For eight years during my late wife’s cancer treatment stress was a constant companion. If it wasn’t her direct health at risk, it was the side effects. Then there were insurance and financial issues as we tried to recover from the expense and byproducts of each round of treatment.
Dealing with the stress of that took a lot of fortitude, prayer and creativity. There were times when overcoming the stress on my own was just not possible. That meant anti-anxiety drugs in small doses to get me through the night. But when it came time to wean off that medicine, it took time. It was hard to separate the controllable stress from that which could not be controlled.
As a person pre-disposed to anxiety and its pursuant dark buddy depression, there were plenty of times when stress worked like the devil in a triangulating relationship. I was also caregiver to a father who is a stroke victim. There were relational issues afoot there too.
So I went and got counseling, because sorting all that stuff out on your own is not easy. The most interesting thing the counselor said to me was simple: “You seem to be good at forgiving others. How are you at forgiving yourself.”
And that, to me, was the key to unlocking the mystery of so much stress. If you’re constantly blaming yourself for the problems you face in life, there is no way out of the stress zone holding you in a locked battle with fear, anxiety and depression.
During all those years the running and riding were vital to keeping sane. I came to appreciate that from a very young age, physical activity was my savior. That’s true from grade school on up through college. I didn’t just crave sports. I needed them. It helped me process both emotional and mental perspectives. It helped me overcome attention difficulties brought on by a creative and active mind. It did not matter whether I was diagnosed with attention-deficit disorder or not. We all have to deal with our ability to focus in some way. It’s harder of course when you have anxiety or other challenges working on your mind. You have to struggle just to maintain what other people feel as normal.
The running and riding and a multitude of other sports have always helped me wick off stress and get back to a state of mind where I can write it all down and get things done. That’s the ticket to true stress relief. It’s not just relief you need to achieve. You also need to develop solutions.
The challenge during all those years dealing with my wife’s cancer is that between the stress and the drugs to treat uncontrolled stress there were definite difficulties attaining levels of basic athletic performance that once came so easily to me. Riding with the group on Saturday mornings became a struggle similar to post-traumatic stress disorder. I had no appetite for clinging to the back of a group of other cyclists flying down the road. The stress of that was too much some days.

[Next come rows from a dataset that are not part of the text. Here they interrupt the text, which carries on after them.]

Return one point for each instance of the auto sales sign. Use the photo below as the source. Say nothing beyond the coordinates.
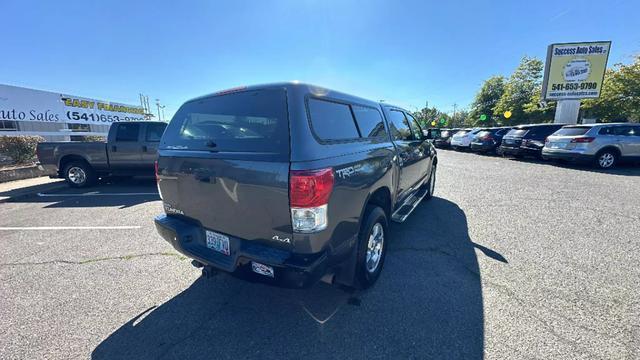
(22, 104)
(575, 70)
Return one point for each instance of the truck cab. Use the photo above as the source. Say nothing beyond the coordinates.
(130, 150)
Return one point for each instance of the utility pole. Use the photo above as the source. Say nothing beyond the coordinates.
(455, 106)
(158, 105)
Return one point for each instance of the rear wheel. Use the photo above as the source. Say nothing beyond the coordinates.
(606, 159)
(372, 247)
(79, 174)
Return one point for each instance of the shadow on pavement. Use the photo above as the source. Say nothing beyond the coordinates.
(426, 304)
(112, 192)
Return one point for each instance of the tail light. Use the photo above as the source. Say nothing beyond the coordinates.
(309, 193)
(583, 140)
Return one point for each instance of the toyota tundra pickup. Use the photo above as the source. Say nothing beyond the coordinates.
(130, 150)
(290, 183)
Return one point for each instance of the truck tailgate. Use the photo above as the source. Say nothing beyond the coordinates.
(245, 198)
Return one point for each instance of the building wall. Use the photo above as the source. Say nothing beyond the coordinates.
(50, 131)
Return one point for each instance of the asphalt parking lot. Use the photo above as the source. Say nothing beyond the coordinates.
(511, 259)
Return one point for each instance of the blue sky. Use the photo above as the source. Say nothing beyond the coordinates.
(405, 52)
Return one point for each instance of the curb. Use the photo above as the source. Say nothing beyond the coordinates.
(33, 190)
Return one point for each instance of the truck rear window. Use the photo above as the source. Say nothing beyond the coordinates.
(248, 121)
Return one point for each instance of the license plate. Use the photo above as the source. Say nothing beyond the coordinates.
(218, 242)
(262, 269)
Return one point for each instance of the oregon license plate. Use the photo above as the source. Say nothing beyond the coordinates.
(218, 242)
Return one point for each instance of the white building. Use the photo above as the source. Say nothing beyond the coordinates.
(59, 117)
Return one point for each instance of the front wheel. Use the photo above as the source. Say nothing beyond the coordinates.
(372, 246)
(79, 174)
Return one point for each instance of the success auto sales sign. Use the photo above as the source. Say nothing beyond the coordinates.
(575, 70)
(22, 104)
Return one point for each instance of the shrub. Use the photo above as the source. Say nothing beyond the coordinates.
(22, 149)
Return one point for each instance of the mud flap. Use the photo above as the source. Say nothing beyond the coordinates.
(346, 274)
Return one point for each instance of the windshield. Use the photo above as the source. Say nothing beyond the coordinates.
(572, 131)
(243, 121)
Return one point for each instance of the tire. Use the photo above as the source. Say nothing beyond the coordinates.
(606, 159)
(432, 183)
(79, 174)
(371, 258)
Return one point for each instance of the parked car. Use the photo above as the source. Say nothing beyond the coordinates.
(130, 150)
(488, 140)
(603, 145)
(444, 140)
(462, 139)
(290, 183)
(527, 140)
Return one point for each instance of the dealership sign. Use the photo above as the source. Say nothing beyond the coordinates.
(575, 70)
(22, 104)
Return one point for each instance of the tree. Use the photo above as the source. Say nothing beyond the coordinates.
(520, 89)
(620, 95)
(485, 100)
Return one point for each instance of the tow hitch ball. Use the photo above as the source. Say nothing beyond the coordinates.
(208, 272)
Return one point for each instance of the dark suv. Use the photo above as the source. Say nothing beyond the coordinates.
(488, 140)
(290, 183)
(527, 140)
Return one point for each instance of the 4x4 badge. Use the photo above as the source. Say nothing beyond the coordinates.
(277, 238)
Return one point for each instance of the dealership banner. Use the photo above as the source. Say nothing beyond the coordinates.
(575, 70)
(22, 104)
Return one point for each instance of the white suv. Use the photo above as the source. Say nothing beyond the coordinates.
(462, 139)
(602, 144)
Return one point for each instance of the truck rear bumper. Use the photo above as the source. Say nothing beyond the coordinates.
(289, 269)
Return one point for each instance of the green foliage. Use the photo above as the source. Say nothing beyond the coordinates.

So I dropped sometimes. And my buddies credited it to my general moodiness at times. But it was impossible to explain in any relatable terms. I recall one week where a new rider showed up though. 40 miles into the ride when I’d hung on for that long at a 20mph average I just needed to fade back and gather my wits. Ride my own pace. Not be pressured. He asked my buds what was up with me and when they explained my situation he turned to them and said, “What are you doing up here then?”
Recently I’ve had some interesting stress in my life to do with business. I’m thankful for the running and riding and swimming because it still helps me gain perspective and a fresh outlook. But I’ve also learned to forgive myself at some point if everything doesn’t go exactly as planned. I can handle stress with the best of them. That much I know. But whether that’s what we really should do at times in life is the real question we should be asking ourselves.
Because there’s always a message in stress. Figuring that message out is the most important thing you can do sometimes. Then move on down the road.